Twee versleten schoenen bengelen zachtjes aan een tak. Ze zijn bedekt onder de grijze tape: een laatste redmiddel om toch nog even verder te kunnen gaan.
Maar daar, aan die boom, was het goed geweest.
Mochten de schoenen eindelijk rusten.
Ze zijn van hetzelfde merk als diegene die ik nu draag en ik hoop vurig dat dit geen beeld is van wat mij te wachten staat. Ik besluit toch, voor de zekerheid, om mijn veters in het vervolg wat liefdevoller te strikken.
Het is rustig op de weg. Niet veel pelgrims te bespeuren. Wel een gigantisch oud, en hoogstwaarschijnlijk, religieus gebouw dat langs de route ligt. Terwijl ik ernaar sta te kijken komt er een man naar me toe gelopen. Hij vraagt of ik een stempel in mijn credential (stempelboekje dat elke pelgrim bij heeft) wil hebben. Mijn nieuwsgierigheid neemt het van me over en ik ga mee met de man, die Neill blijkt te heten en uit Zuid-Afrika afkomstig is. Hij besloot de kerk te kopen en er zijn levensproject van te maken: een plaats creëren waar pelgrims kunnen blijven slapen in ruil voor wat hulp. ‘Alleen vorderen de verbouwingen niet zo vlot,’ zegt hij terwijl we (mijn vader is er ondertussen ook bijgekomen) naar binnen stappen. Mijn ogen moeten even wennen aan het duister maar ik kan het voelen en ruiken.
Geschiedenis.
Verhalen.
Mysterie.
‘Dit is hoe een personage uit een Dan Brown-boek zich dus voelt,’ denk ik.
Ik moet me inhouden om niet te beginnen zoeken naar de Heilige Graal.

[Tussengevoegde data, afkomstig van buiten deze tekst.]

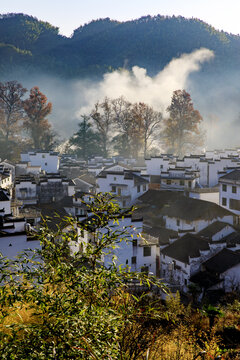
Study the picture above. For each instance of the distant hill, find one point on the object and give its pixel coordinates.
(28, 44)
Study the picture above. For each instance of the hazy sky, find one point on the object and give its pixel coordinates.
(70, 14)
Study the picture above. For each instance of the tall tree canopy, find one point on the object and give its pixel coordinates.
(85, 140)
(36, 124)
(102, 115)
(181, 132)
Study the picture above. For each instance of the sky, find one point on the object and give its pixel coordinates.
(70, 14)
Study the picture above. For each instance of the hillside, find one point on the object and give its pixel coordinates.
(102, 45)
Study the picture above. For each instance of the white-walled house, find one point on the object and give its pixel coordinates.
(127, 185)
(220, 272)
(216, 231)
(205, 193)
(26, 189)
(47, 160)
(229, 191)
(181, 260)
(191, 215)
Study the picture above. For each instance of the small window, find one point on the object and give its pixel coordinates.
(134, 259)
(147, 251)
(224, 201)
(134, 242)
(224, 187)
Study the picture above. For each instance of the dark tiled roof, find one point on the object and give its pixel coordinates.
(187, 246)
(205, 279)
(88, 178)
(233, 175)
(222, 261)
(161, 233)
(193, 209)
(3, 196)
(213, 229)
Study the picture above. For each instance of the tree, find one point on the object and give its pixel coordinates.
(102, 115)
(36, 124)
(136, 124)
(146, 123)
(181, 132)
(85, 140)
(75, 307)
(11, 113)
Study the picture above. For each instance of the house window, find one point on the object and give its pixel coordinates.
(147, 251)
(224, 187)
(224, 202)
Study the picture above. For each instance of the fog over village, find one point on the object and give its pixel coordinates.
(119, 189)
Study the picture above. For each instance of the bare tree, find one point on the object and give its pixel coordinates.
(102, 115)
(11, 107)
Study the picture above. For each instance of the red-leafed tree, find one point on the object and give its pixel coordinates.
(37, 109)
(181, 132)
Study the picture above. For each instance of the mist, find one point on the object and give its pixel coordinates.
(217, 98)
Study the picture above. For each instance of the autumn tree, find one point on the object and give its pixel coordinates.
(11, 114)
(36, 124)
(85, 141)
(146, 123)
(136, 124)
(102, 116)
(123, 126)
(182, 132)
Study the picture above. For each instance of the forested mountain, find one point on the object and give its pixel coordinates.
(28, 44)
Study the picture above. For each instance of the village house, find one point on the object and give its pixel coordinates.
(183, 258)
(126, 184)
(48, 161)
(221, 272)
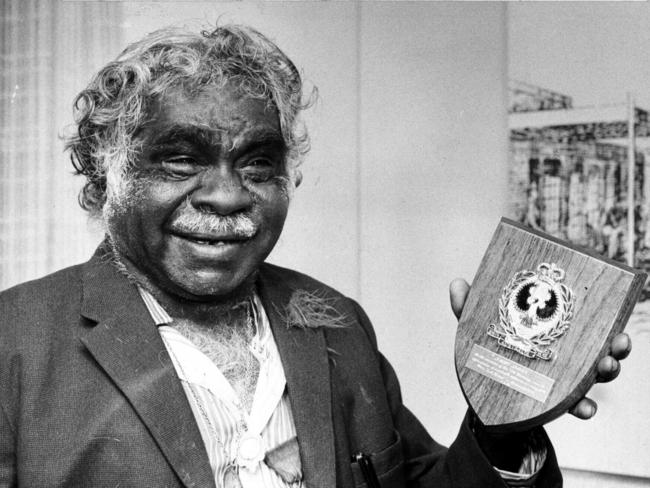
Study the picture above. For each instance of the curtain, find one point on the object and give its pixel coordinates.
(49, 51)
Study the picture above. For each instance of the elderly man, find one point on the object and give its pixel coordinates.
(176, 356)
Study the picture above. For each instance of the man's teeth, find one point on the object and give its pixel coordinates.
(209, 242)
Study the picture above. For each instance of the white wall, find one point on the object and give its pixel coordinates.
(595, 52)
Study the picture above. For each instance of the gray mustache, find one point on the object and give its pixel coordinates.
(239, 225)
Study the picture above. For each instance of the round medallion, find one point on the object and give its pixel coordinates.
(250, 451)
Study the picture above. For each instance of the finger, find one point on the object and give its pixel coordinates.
(584, 409)
(458, 290)
(608, 369)
(621, 346)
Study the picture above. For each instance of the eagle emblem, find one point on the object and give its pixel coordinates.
(535, 310)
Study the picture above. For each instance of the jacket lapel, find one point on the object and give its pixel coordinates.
(305, 362)
(127, 345)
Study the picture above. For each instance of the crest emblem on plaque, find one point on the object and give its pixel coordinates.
(535, 310)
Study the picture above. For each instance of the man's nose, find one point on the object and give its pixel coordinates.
(221, 192)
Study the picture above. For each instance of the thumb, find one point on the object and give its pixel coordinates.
(458, 290)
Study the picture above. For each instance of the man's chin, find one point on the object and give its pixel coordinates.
(216, 288)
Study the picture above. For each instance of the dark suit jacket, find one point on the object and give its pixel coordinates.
(89, 396)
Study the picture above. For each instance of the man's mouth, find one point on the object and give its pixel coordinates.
(213, 240)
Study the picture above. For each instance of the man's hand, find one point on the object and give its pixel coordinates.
(608, 367)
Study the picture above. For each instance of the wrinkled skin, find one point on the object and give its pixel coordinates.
(216, 153)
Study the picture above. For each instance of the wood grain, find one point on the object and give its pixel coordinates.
(605, 294)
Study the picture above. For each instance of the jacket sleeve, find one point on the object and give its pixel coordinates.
(7, 453)
(429, 464)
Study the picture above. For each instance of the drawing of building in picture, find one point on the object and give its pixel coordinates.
(569, 172)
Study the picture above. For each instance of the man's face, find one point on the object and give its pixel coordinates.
(208, 197)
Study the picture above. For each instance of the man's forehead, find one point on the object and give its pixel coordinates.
(213, 114)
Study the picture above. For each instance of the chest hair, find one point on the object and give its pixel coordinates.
(227, 345)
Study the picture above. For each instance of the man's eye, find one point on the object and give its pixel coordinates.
(259, 170)
(180, 167)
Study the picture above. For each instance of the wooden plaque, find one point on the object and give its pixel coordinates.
(539, 316)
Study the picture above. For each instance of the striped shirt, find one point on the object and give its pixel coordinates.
(248, 450)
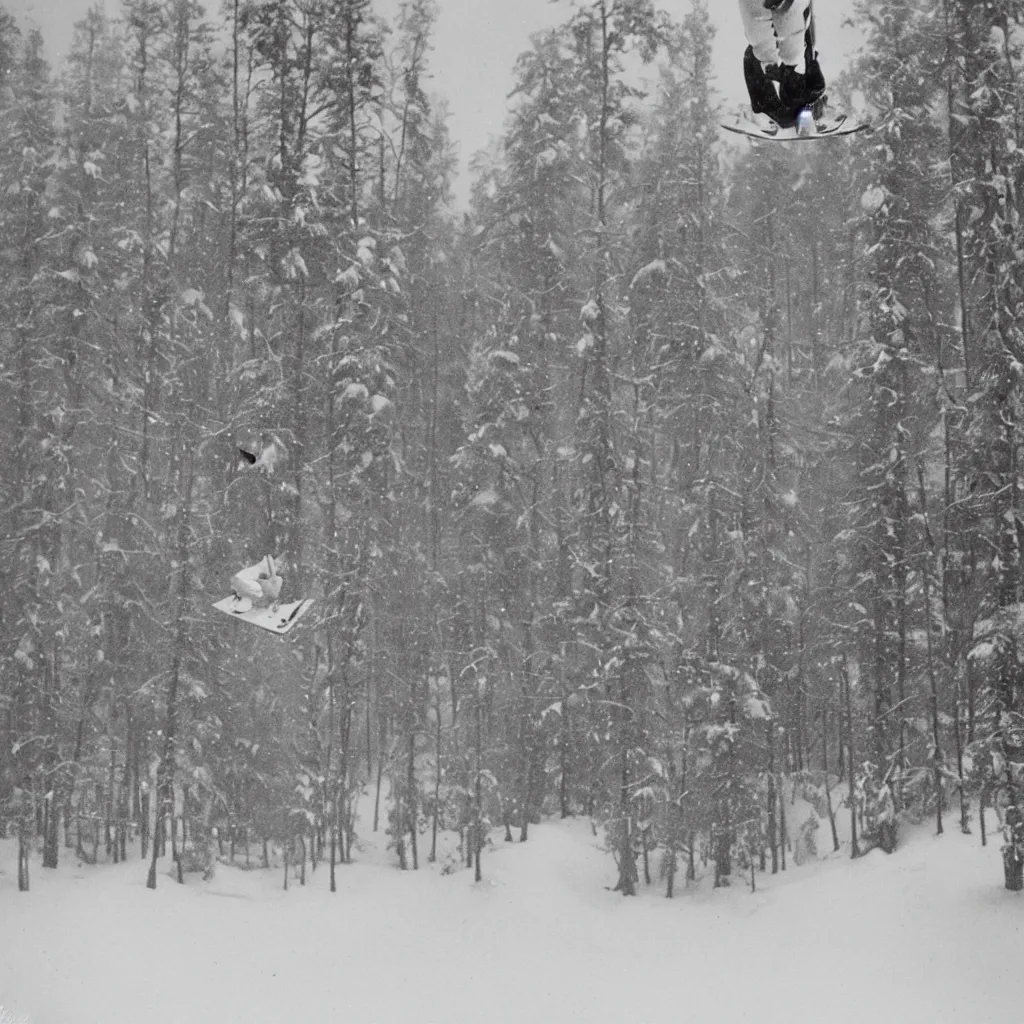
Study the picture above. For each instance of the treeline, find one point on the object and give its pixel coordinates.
(670, 477)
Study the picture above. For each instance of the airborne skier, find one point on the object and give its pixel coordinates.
(780, 65)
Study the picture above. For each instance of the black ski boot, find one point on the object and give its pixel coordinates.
(764, 95)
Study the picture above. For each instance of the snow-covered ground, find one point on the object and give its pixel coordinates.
(925, 935)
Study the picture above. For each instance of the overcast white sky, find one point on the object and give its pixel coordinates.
(477, 41)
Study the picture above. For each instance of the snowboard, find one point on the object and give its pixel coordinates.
(279, 620)
(815, 131)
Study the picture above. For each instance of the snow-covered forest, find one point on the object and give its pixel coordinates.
(673, 479)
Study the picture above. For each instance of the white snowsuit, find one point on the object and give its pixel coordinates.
(776, 37)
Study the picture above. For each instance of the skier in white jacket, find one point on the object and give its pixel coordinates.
(780, 66)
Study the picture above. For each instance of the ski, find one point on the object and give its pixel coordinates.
(278, 620)
(825, 128)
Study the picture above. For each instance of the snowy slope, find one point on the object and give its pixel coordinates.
(928, 934)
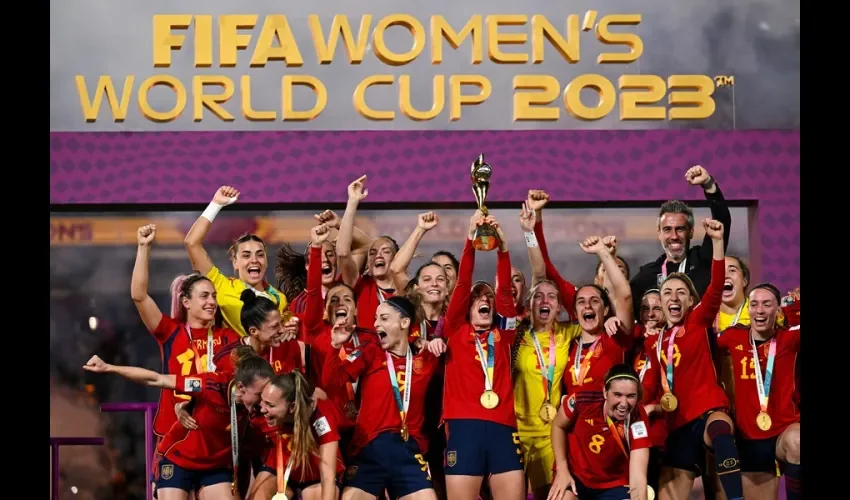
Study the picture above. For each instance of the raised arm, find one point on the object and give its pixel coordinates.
(505, 305)
(357, 192)
(527, 221)
(138, 375)
(709, 306)
(194, 240)
(314, 305)
(459, 301)
(699, 176)
(148, 310)
(399, 266)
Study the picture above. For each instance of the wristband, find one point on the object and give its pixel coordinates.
(530, 239)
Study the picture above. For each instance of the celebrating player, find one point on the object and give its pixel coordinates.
(478, 400)
(696, 404)
(764, 356)
(248, 255)
(202, 459)
(373, 288)
(393, 382)
(304, 457)
(608, 442)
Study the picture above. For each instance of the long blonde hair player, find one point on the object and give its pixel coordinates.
(539, 360)
(249, 258)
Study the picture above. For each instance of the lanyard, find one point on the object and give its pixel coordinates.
(282, 477)
(582, 366)
(763, 384)
(403, 403)
(734, 320)
(682, 266)
(488, 362)
(547, 372)
(667, 381)
(198, 365)
(234, 435)
(615, 430)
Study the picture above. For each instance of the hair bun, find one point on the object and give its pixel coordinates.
(248, 296)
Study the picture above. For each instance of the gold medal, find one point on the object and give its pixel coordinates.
(763, 420)
(548, 412)
(669, 402)
(350, 410)
(489, 400)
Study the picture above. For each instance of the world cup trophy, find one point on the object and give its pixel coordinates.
(486, 238)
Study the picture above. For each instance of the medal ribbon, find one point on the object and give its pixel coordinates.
(763, 384)
(582, 366)
(234, 432)
(667, 381)
(682, 266)
(210, 353)
(282, 477)
(615, 430)
(488, 365)
(547, 372)
(403, 404)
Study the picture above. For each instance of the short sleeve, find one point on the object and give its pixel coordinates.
(639, 432)
(166, 329)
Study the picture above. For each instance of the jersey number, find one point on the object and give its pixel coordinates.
(596, 443)
(748, 368)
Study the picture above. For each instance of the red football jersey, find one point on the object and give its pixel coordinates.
(209, 446)
(464, 376)
(566, 290)
(324, 429)
(609, 351)
(593, 453)
(317, 331)
(379, 412)
(179, 358)
(695, 382)
(651, 383)
(781, 406)
(366, 294)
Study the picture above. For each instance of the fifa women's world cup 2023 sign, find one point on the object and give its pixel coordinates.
(219, 45)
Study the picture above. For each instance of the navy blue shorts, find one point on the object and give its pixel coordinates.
(585, 493)
(388, 463)
(685, 447)
(481, 448)
(171, 475)
(757, 455)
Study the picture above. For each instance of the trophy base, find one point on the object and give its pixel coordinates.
(485, 239)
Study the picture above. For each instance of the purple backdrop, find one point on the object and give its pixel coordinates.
(421, 166)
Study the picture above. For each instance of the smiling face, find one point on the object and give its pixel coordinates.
(432, 284)
(676, 299)
(201, 303)
(591, 309)
(545, 306)
(340, 306)
(380, 256)
(482, 302)
(249, 262)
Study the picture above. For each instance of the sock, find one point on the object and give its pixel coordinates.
(793, 481)
(726, 455)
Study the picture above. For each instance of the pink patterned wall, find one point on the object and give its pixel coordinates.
(762, 167)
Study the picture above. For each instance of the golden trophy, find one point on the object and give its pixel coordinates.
(485, 238)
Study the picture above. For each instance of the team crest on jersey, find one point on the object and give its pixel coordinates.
(351, 472)
(191, 384)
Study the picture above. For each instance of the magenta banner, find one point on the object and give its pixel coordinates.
(761, 167)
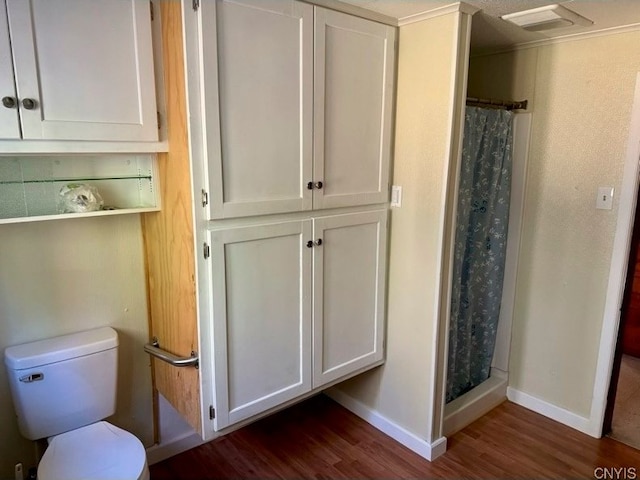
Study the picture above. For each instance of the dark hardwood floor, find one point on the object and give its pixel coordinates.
(320, 439)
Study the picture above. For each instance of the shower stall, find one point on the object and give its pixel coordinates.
(491, 187)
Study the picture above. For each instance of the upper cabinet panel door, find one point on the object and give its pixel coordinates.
(258, 61)
(353, 103)
(9, 126)
(84, 70)
(261, 279)
(348, 287)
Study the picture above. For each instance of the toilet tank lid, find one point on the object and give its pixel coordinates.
(53, 350)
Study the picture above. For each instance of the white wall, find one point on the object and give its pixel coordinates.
(582, 92)
(63, 276)
(402, 391)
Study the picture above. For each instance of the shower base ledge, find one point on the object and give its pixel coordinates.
(475, 403)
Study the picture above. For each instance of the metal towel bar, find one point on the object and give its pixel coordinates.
(154, 350)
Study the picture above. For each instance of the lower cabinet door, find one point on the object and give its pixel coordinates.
(261, 280)
(349, 298)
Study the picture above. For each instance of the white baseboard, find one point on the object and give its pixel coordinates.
(551, 411)
(173, 446)
(430, 451)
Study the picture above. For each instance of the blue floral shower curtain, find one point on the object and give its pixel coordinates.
(480, 248)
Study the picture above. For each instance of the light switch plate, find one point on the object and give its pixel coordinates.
(605, 198)
(396, 196)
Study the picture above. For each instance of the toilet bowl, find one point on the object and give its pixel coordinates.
(97, 451)
(63, 388)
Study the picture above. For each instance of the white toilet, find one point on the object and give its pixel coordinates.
(62, 388)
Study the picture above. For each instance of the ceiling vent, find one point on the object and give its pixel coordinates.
(547, 18)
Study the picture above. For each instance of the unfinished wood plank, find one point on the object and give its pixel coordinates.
(169, 237)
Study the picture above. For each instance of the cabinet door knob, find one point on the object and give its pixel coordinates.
(29, 103)
(9, 102)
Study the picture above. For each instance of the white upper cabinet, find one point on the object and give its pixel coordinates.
(298, 111)
(353, 101)
(83, 70)
(258, 59)
(8, 110)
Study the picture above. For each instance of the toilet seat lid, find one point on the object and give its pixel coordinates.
(99, 451)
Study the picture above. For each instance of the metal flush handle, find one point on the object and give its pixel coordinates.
(154, 350)
(29, 103)
(9, 102)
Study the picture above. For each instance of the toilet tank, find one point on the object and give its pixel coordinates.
(63, 383)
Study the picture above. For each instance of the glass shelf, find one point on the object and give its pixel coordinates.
(74, 180)
(30, 186)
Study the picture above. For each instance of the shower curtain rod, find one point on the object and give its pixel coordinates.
(489, 103)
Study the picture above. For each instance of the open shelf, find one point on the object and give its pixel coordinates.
(30, 186)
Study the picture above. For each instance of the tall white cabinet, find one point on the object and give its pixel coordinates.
(298, 108)
(290, 141)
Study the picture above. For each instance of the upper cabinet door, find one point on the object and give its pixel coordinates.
(348, 288)
(353, 101)
(261, 278)
(8, 114)
(84, 70)
(258, 62)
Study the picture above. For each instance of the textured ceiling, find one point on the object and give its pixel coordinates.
(489, 32)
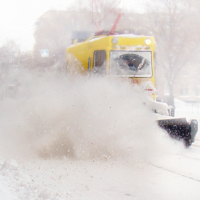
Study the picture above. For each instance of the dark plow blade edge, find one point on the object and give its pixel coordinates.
(180, 129)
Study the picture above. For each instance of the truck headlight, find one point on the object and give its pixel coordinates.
(147, 41)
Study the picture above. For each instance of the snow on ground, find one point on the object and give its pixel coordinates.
(88, 139)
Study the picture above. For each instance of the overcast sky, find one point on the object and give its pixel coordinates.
(17, 18)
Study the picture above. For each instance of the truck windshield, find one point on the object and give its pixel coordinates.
(130, 63)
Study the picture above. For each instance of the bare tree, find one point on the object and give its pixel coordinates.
(172, 26)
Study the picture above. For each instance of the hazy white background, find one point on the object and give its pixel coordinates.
(17, 17)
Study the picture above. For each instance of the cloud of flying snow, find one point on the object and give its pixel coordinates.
(52, 116)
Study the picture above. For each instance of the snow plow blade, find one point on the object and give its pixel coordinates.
(180, 128)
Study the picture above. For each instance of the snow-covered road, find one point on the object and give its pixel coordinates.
(170, 177)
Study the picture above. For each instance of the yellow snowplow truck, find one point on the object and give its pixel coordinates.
(130, 57)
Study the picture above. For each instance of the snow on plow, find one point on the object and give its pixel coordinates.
(180, 128)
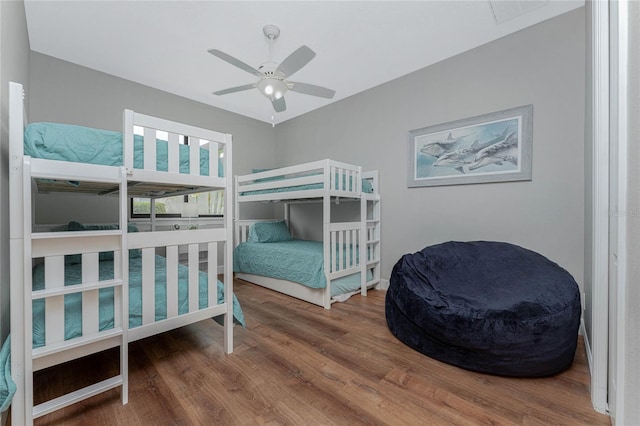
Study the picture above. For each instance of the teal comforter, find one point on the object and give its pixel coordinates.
(300, 261)
(73, 302)
(66, 142)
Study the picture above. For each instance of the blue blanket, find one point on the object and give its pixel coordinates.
(73, 302)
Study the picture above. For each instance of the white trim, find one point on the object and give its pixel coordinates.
(620, 66)
(600, 205)
(382, 285)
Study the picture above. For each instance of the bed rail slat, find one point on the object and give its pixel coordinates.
(212, 270)
(194, 156)
(149, 149)
(148, 285)
(54, 306)
(213, 159)
(90, 308)
(173, 153)
(193, 277)
(172, 281)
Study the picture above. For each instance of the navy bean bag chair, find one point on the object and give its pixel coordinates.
(489, 307)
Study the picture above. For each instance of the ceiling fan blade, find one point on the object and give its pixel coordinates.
(295, 61)
(279, 104)
(234, 89)
(311, 89)
(235, 62)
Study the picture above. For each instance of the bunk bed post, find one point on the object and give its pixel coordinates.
(27, 322)
(124, 288)
(326, 235)
(362, 243)
(228, 249)
(16, 245)
(236, 211)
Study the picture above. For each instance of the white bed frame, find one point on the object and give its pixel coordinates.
(341, 182)
(27, 245)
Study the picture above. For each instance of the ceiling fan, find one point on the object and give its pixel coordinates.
(273, 81)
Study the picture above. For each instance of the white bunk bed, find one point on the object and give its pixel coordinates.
(28, 247)
(349, 249)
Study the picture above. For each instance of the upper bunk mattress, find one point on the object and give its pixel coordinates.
(366, 187)
(66, 142)
(300, 261)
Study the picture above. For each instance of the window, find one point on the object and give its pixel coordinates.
(205, 204)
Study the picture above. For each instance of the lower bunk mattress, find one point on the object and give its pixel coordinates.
(300, 261)
(73, 302)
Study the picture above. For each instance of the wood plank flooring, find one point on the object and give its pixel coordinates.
(299, 364)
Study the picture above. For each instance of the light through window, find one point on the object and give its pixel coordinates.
(194, 205)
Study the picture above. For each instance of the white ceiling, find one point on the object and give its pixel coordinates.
(359, 45)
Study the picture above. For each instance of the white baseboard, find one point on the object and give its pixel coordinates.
(382, 285)
(587, 346)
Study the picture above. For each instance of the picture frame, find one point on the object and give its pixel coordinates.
(494, 147)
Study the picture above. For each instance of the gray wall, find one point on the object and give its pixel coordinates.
(543, 65)
(67, 93)
(14, 66)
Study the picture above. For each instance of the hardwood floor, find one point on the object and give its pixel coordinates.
(300, 364)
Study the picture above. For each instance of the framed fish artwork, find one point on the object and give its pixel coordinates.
(493, 147)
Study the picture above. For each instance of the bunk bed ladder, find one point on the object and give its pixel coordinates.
(52, 248)
(372, 237)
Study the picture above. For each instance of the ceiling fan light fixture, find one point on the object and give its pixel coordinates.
(272, 88)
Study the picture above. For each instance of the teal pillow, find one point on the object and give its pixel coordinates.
(269, 232)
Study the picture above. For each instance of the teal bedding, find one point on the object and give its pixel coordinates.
(66, 142)
(73, 302)
(366, 188)
(300, 261)
(7, 385)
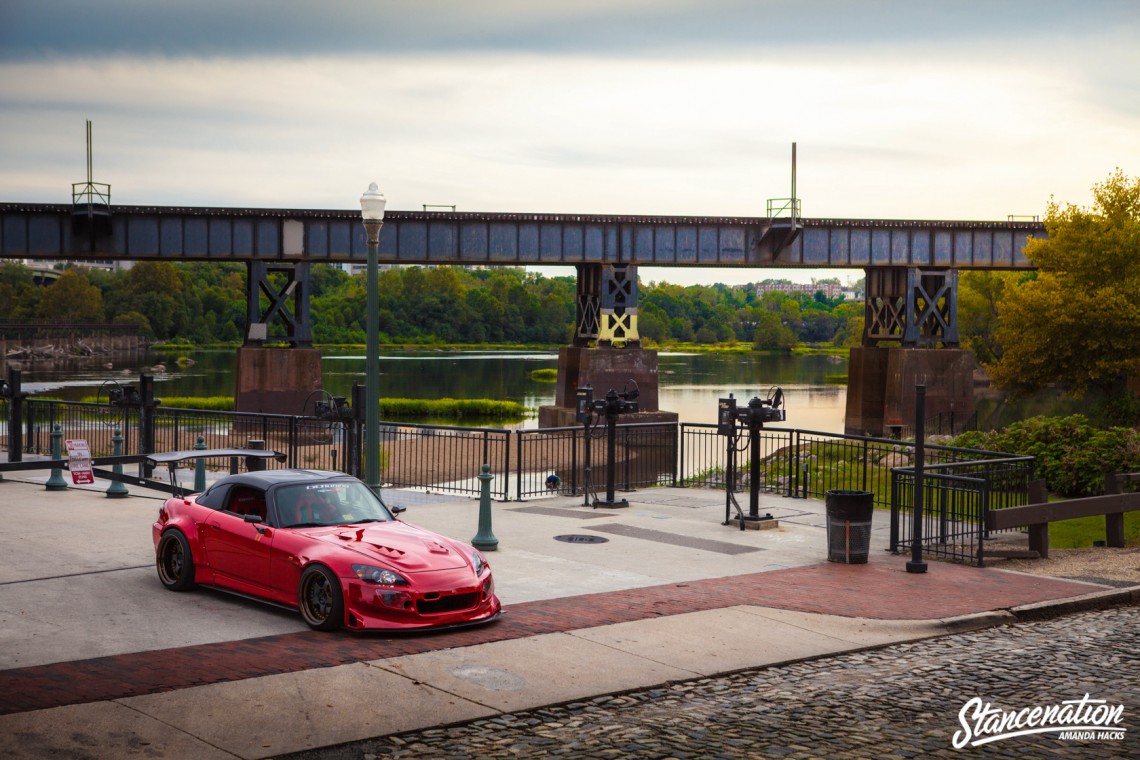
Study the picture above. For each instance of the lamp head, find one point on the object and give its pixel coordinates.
(372, 204)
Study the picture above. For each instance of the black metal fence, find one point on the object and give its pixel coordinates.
(955, 500)
(444, 458)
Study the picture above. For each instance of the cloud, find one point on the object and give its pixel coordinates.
(273, 27)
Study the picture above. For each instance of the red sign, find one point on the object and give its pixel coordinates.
(79, 462)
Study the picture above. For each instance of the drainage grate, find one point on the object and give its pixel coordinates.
(578, 538)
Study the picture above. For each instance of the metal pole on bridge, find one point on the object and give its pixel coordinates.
(372, 209)
(917, 564)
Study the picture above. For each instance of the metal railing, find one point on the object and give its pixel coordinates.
(955, 500)
(792, 463)
(444, 457)
(644, 455)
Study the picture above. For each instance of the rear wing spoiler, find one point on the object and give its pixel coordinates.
(177, 457)
(173, 458)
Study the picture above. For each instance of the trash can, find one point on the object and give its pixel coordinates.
(849, 525)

Neill vertelt ons over ‘The Abbey’, zoals het gebouw heet. Hoe ze achter iedere steen wel iets vinden. Hoe ze elke dag opnieuw, samen met de universiteit, proberen om de geheimen te ontrafelen. Hoe de inwoners van het dorp kwaad zijn dat de kerk die ze lieten verkrotten, nu toch iets waard blijkt te zijn. Hij haalt plannen naar boven, toont ons waar ze wat al gevonden hebben.
‘Natuurlijk is het meeste gestolen. In 2009 hebben dieven het altaar meegenomen.’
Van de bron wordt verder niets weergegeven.